Amantine Aurore Lucile Dupin was born in the beginning of the 19th century in a noble family. In her time she was a model of modern and emancipated woman: she dressed in male clothes to overcome the strict social restrictions on women and get access to places, forbidden even for her social standing – a baroness; she smoked tobacco in public and she wrote under the pseudonym George Sand. Due to the unorthodox aspects of her life, she had to give up some of her privileges as a baroness. Faithful to her beliefs of the importance of love impulse and desires of the heart and soul over the smothery rules of society, she even divorced her husband in 1846. Sand participated in the revolution of 1948, fascinated by the spread of democratic ideas in France (obvious in her novel as well)

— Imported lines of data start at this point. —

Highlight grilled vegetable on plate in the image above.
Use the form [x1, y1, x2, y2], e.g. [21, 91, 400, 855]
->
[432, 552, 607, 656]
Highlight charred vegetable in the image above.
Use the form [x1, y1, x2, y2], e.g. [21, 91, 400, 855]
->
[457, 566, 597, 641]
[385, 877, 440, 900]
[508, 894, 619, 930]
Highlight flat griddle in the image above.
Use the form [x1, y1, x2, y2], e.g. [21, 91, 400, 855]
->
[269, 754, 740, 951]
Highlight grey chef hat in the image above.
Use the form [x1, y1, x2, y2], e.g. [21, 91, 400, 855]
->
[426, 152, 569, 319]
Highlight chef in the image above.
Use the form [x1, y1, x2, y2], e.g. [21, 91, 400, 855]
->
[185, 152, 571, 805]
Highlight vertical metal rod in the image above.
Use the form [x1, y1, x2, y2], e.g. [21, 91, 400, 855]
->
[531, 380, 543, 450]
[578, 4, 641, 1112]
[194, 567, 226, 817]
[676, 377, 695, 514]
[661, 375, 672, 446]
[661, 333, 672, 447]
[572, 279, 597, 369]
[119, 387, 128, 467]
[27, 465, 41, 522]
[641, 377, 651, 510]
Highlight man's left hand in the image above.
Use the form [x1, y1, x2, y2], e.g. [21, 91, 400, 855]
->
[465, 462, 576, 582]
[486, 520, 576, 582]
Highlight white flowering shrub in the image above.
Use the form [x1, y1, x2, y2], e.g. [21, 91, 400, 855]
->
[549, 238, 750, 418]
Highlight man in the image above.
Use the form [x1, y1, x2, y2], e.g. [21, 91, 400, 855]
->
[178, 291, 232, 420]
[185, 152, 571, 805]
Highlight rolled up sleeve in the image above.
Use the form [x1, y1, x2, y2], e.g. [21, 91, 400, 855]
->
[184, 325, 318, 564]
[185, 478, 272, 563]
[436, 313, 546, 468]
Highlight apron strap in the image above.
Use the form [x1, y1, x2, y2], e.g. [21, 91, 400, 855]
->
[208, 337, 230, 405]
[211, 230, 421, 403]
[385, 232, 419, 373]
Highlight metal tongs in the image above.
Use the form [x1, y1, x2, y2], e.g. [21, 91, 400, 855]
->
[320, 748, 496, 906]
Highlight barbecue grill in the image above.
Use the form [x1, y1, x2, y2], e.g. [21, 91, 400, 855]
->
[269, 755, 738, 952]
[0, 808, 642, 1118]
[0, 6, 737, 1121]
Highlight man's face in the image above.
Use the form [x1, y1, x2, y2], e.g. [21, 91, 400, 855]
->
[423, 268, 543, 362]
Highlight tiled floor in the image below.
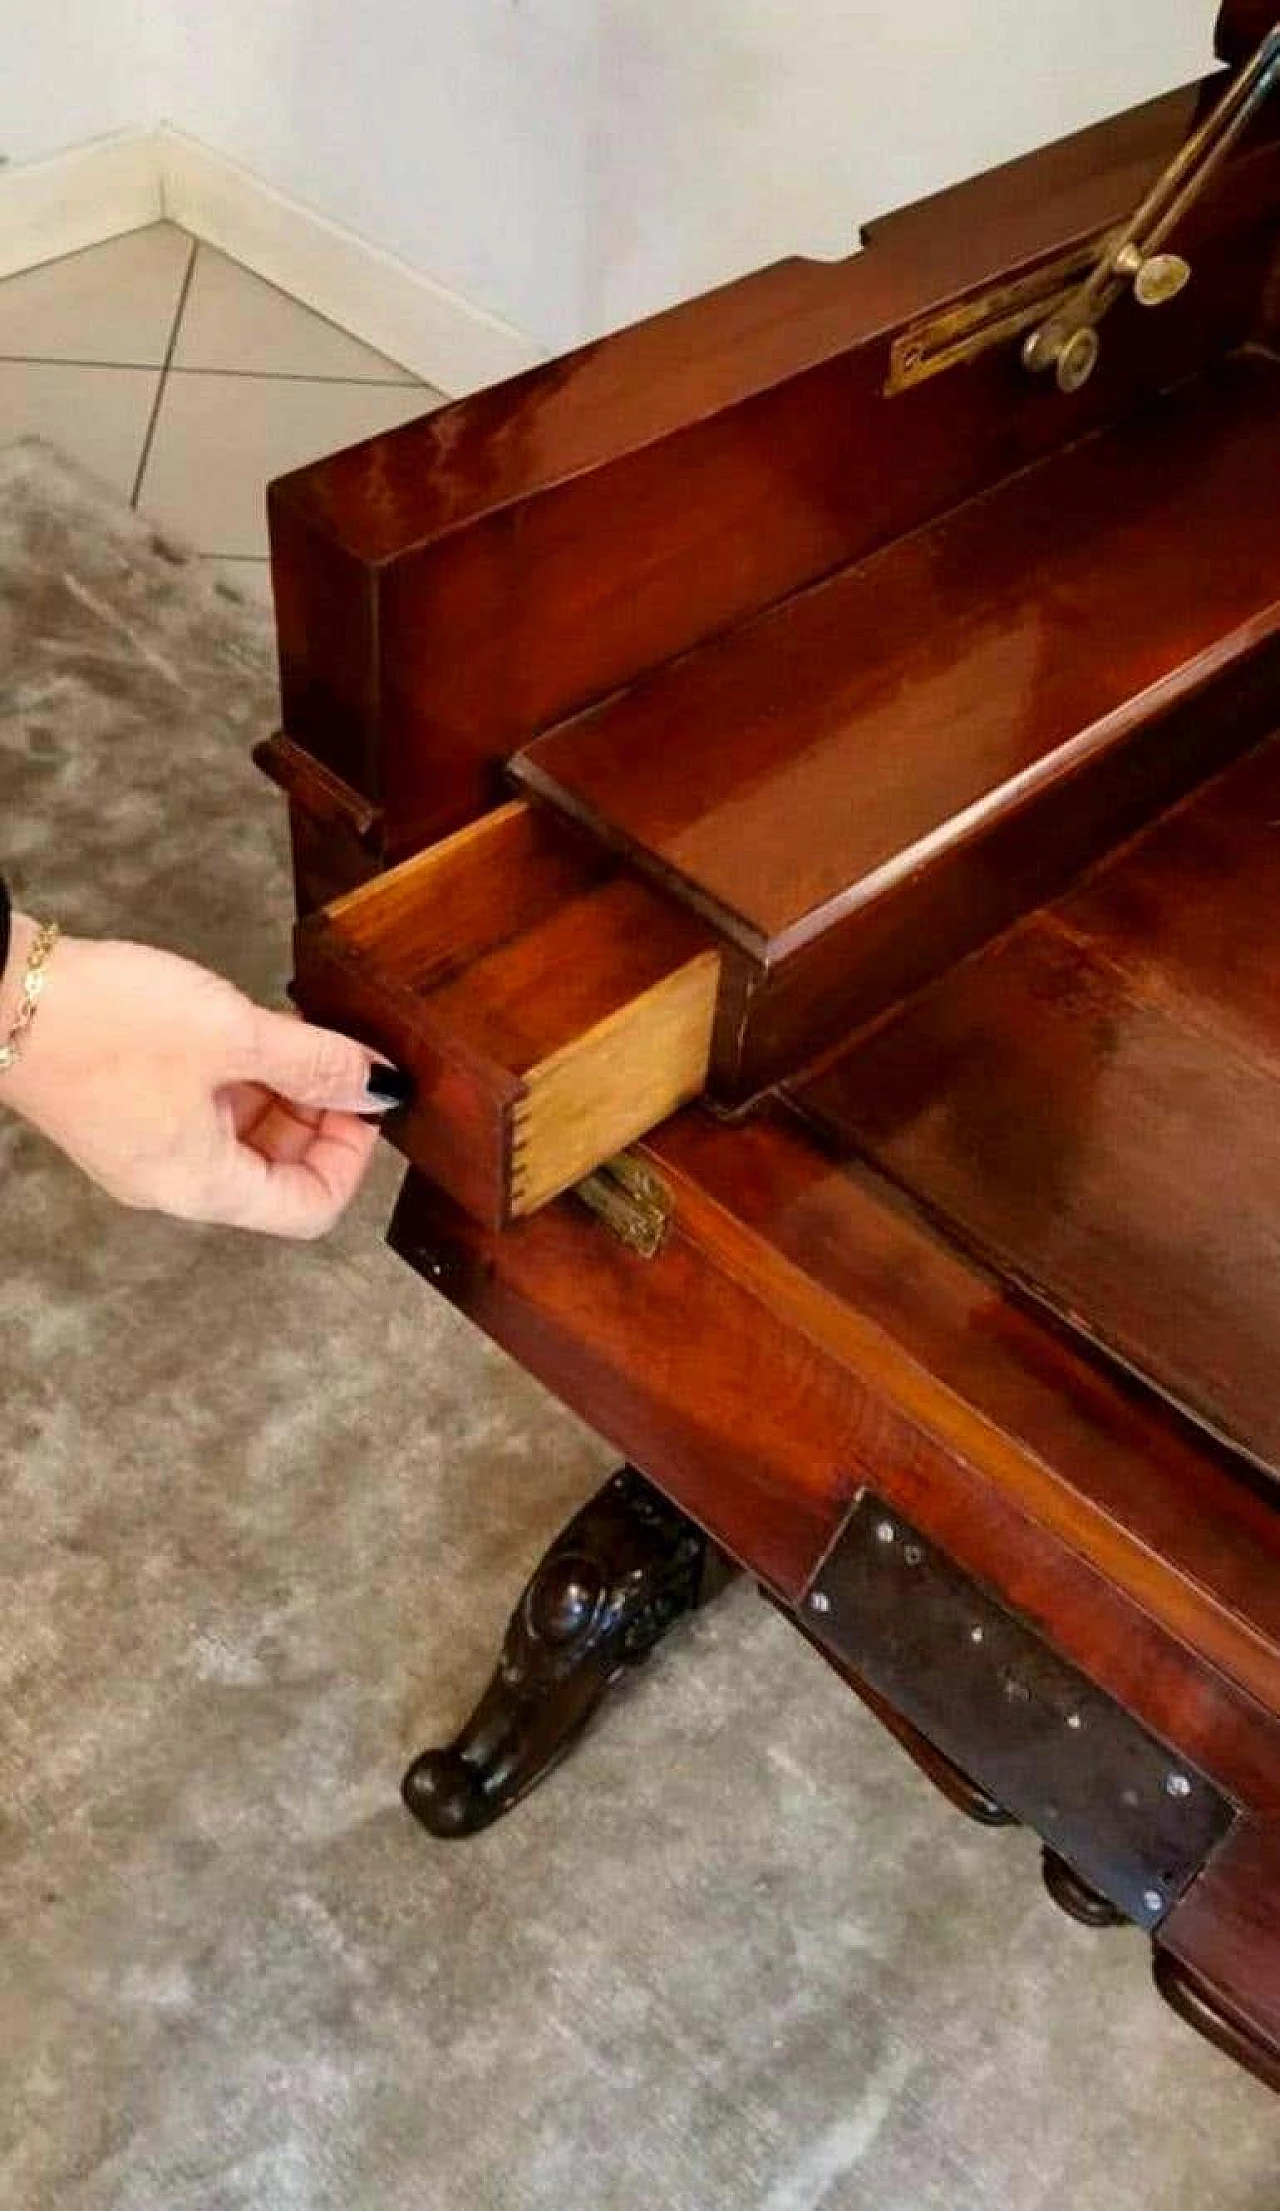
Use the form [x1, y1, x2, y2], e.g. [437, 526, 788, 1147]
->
[0, 223, 445, 605]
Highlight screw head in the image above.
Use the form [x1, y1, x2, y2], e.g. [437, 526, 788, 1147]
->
[808, 1590, 831, 1615]
[1132, 251, 1191, 309]
[1066, 1713, 1083, 1731]
[875, 1520, 896, 1545]
[1165, 1773, 1191, 1799]
[969, 1625, 985, 1645]
[903, 1543, 923, 1566]
[1056, 325, 1100, 394]
[1143, 1889, 1164, 1916]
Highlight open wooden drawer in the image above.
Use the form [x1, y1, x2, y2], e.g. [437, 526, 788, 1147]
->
[293, 355, 1280, 1230]
[293, 800, 720, 1228]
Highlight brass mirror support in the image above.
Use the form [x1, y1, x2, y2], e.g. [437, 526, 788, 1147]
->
[1023, 21, 1280, 393]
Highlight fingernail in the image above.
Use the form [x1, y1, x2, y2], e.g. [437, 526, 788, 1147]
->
[363, 1063, 415, 1112]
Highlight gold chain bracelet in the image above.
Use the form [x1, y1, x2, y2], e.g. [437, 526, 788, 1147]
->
[0, 920, 61, 1073]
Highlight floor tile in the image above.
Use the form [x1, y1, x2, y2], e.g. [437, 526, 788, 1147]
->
[0, 362, 160, 503]
[0, 226, 193, 368]
[138, 372, 438, 556]
[174, 246, 419, 382]
[202, 557, 275, 610]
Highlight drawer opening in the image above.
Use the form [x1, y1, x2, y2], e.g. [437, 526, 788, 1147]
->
[294, 799, 720, 1226]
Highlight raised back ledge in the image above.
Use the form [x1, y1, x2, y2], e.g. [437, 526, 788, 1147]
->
[512, 349, 1280, 973]
[266, 79, 1211, 569]
[517, 598, 1280, 974]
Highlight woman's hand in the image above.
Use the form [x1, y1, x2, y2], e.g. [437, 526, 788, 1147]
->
[0, 915, 408, 1238]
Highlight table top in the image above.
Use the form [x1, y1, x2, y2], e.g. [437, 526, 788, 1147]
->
[798, 719, 1280, 1485]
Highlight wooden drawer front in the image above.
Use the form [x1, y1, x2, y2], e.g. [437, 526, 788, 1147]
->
[293, 801, 719, 1228]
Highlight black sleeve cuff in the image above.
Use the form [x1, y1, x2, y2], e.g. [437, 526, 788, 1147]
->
[0, 877, 10, 986]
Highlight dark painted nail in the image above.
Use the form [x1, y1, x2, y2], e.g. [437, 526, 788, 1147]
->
[364, 1064, 415, 1111]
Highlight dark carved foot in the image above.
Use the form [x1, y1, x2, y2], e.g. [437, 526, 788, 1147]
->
[1153, 1950, 1280, 2094]
[1042, 1846, 1127, 1927]
[402, 1467, 735, 1838]
[856, 1676, 1014, 1827]
[785, 1598, 1015, 1829]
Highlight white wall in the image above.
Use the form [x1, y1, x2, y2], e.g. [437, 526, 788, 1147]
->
[1, 0, 1219, 350]
[153, 0, 1216, 347]
[0, 0, 161, 166]
[580, 0, 1215, 338]
[153, 0, 597, 350]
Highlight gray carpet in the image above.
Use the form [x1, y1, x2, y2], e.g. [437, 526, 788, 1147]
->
[1, 439, 1277, 2211]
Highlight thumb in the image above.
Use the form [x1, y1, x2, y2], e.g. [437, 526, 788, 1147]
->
[245, 1006, 413, 1115]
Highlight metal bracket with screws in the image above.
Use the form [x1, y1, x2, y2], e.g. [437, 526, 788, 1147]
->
[800, 1492, 1237, 1929]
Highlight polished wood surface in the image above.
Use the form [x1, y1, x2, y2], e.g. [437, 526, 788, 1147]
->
[1060, 723, 1280, 1067]
[519, 357, 1280, 956]
[264, 6, 1280, 2086]
[517, 353, 1280, 1091]
[289, 346, 1280, 1134]
[1156, 1949, 1280, 2096]
[1159, 1824, 1280, 2078]
[286, 349, 1280, 1131]
[268, 68, 1280, 859]
[388, 1108, 1280, 1808]
[798, 725, 1280, 1480]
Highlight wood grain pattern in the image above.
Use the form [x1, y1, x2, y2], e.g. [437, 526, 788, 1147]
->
[268, 76, 1280, 855]
[517, 354, 1280, 1093]
[1056, 729, 1280, 1069]
[285, 799, 381, 918]
[325, 799, 607, 977]
[388, 1161, 857, 1594]
[657, 1112, 1280, 1719]
[518, 357, 1280, 958]
[387, 1107, 1280, 1810]
[253, 732, 380, 844]
[1158, 1822, 1280, 2072]
[264, 14, 1280, 2084]
[798, 727, 1280, 1481]
[511, 953, 719, 1215]
[293, 801, 716, 1224]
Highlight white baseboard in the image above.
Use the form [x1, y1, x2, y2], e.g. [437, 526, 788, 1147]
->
[0, 131, 162, 283]
[0, 126, 544, 395]
[155, 127, 544, 393]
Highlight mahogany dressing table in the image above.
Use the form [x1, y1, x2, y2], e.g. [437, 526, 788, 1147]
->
[256, 2, 1280, 2090]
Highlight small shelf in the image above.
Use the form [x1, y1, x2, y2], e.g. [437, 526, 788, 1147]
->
[516, 352, 1280, 1094]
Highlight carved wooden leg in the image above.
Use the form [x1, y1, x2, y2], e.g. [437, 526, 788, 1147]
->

Although I admire Sand’s lifestyle and choices, I wasn’t impressed or touched by her novel. In Mauprat the author mixes love, philosophy, and sense of family idyll to arrive at yet another romantic story about the power of love to transform and humanize even the most evil individuals. She is highly optimistic and believes in human virtues, the power of proper education, and the saving role of the woman The novel is a light and easy reading and I must admit it is quite interesting. However, I still find it too idealistic and trivial for my taste. I don’t believe in human transformation only due to strong and compassionate love. Bernard’s idea of Edmond’s virtues is exaggerated and we get a portrait of an ideal angel, rather than a true human being with its flaws and defects. In addition, throughout the novel Edmond acts inconsistently, only for the reader to understand at the end that she in fact loved Bernard.

Finally, if I could meet George Sand, I would ask her some important questions: “How can a woman love a man so much and still want to change him completely? Does this mean she doesn’t love his present self and she just wants to transform him into someone she can live with and respect? Isn’t true love accepting someone for his virtues and flaws altogether?”

Definitely something to think about. Still, if you fancy a light, positive novel about the power of female love, you might as well try out George Sand’s Mauprat. I have to warn you, though, do not expect a masterpiece.